I’ve stumbled home just before the world splits apart, a moment before the sunrise that will break away the fragment of a nighttime I wish to hold in time forever. Suspended in an iced limbo in the heart of a scorching summer, my fingers reach out to touch a lover long lost to the lust of my limbs. Grasping desperately, heart aching and soul shrieking from the endless pain of it all, they at last find an answer.

She is drenched in lonely solitude, clothed by nothing more than the flimsy off-white drapery of yesterday’s departure. Her hands are pale, fingertips permanently stained with hues of blues, her entirety trembling from the coldness of her aloneness.

Shivering, she whispers my name.

And I, somehow rendered incapable of resisting, surrender myself to her.


Sincerely Yours,
The Vertiginous Wallflower

On Mourning

Dear Sister,

Tragedy strikes us without precedent.

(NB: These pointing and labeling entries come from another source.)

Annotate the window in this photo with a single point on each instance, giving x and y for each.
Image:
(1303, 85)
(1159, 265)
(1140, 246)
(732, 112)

Our mother sounds hideous when she cries, worse when she struggles to carry conversation as she does it. It is a deranged wailing interrupted only by loud sniffling, some sort of twisted combination of shrieking and sighing and heavy breathing, her voice loud and thick as it carries through the phone to her sister in India.

Someone our mother has loved so dearly has come to pass, and though I’ve never known him, the utter finality of a life ending affects me so incredibly deeply. It is as though I can feel my soul clenching, my heart already breaking. I am mourning for his death, but more so, I am mourning for those he has left behind. I’m crying for our mother’s loss, worried for her well being, terrified of how it will affect her deep-rooted darkness. My mind cannot fathom the chaos with our family back home, and I feel nothing short of inexpressibly awful for our beautiful cousin, soon to-be-married. She was gorgeous and glowing in her excitement, but now her wedding day will be clouded by the terrible loss of her oldest uncle.

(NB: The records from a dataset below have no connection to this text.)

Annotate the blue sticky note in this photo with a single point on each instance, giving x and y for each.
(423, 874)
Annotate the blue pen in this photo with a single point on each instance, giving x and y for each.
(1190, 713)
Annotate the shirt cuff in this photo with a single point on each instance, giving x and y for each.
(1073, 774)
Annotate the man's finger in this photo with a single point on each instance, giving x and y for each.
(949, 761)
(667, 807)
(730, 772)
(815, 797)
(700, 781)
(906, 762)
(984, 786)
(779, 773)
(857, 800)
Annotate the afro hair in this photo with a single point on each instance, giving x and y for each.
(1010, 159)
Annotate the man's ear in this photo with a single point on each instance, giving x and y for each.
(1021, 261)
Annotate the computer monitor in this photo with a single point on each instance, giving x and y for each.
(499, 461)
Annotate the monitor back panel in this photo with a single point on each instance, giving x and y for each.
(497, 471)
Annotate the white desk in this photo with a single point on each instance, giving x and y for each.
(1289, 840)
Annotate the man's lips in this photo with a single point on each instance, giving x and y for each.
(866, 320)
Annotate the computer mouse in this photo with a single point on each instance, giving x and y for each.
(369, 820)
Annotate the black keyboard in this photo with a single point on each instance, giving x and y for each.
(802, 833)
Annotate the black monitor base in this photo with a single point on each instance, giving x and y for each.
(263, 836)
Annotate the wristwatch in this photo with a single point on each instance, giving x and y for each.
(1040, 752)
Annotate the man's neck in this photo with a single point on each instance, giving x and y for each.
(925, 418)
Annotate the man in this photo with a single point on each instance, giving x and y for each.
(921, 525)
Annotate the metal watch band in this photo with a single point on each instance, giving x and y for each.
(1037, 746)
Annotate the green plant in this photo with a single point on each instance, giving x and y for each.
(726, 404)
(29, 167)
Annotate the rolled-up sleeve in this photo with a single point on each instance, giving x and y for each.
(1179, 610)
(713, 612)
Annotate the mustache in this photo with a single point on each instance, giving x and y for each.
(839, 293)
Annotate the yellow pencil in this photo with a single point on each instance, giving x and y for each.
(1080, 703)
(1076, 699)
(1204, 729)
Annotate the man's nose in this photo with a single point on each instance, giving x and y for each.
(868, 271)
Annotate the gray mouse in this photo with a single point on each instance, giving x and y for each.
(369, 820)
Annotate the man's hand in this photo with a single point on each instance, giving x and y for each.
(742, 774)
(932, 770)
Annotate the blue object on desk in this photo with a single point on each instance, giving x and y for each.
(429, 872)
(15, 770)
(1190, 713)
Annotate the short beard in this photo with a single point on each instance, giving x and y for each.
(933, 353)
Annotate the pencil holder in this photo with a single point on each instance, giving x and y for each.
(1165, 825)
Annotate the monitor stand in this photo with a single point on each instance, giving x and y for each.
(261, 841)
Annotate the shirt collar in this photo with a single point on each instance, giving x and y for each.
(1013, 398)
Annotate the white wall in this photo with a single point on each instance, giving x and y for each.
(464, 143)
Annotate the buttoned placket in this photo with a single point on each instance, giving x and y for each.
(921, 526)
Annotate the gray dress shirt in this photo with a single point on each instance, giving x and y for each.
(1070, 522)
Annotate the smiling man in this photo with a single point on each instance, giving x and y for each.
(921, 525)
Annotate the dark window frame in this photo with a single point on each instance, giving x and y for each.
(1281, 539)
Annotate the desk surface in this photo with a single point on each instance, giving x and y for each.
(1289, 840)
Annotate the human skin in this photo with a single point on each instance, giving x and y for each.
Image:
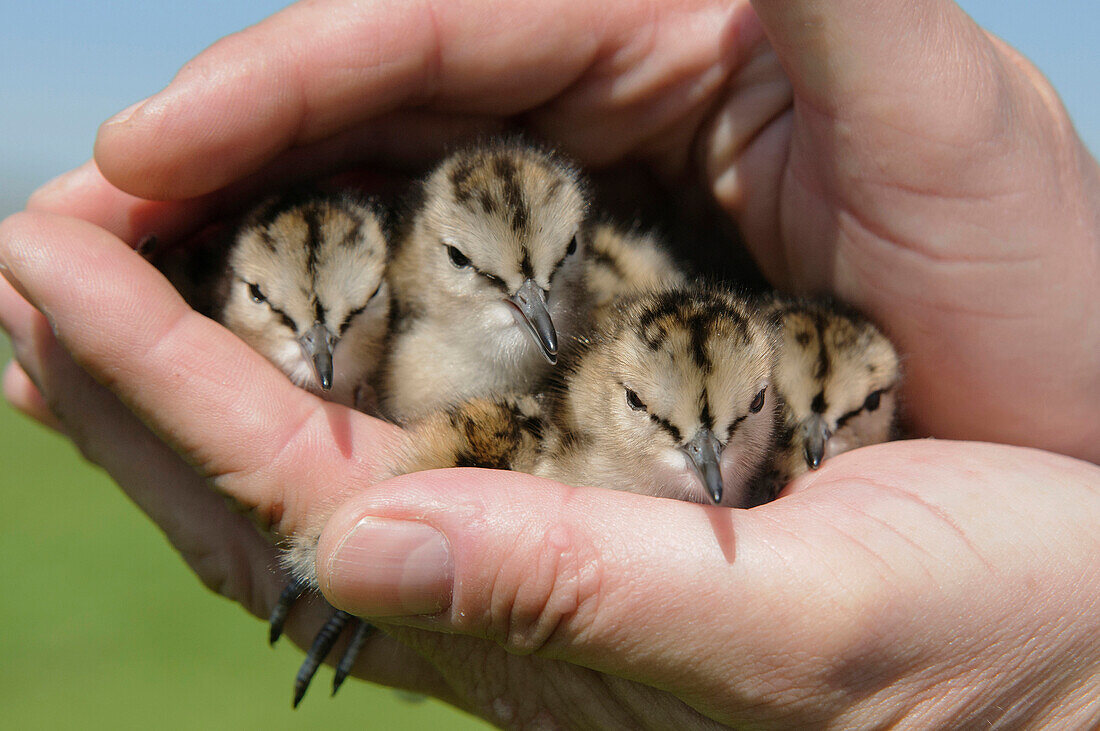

And so I cannot possibly even begin to compare, or even imagine, the extent of emotional torture our mother is enduring. Years of memories, joyous and painful alike are resurfacing, tugging at her mind, and yanking away her defenses in several directions until she’s nothing more than a red, blubbering mess on our living room couch. For her now, the past morphs into something grotesque, and I’m wishing so desperately to hide its vicious form from her eyes.

But I am as powerless in helping her as we are in thwarting death. A queasiness is spreading through my system, nausea overtaking my senses. It is accentuated by the silence spreading through the house after the chaos it just beheld, and my mind is shutting down against the prospect of productivity.

Tragedy strikes us without precedent; I am beginning to fear contentment.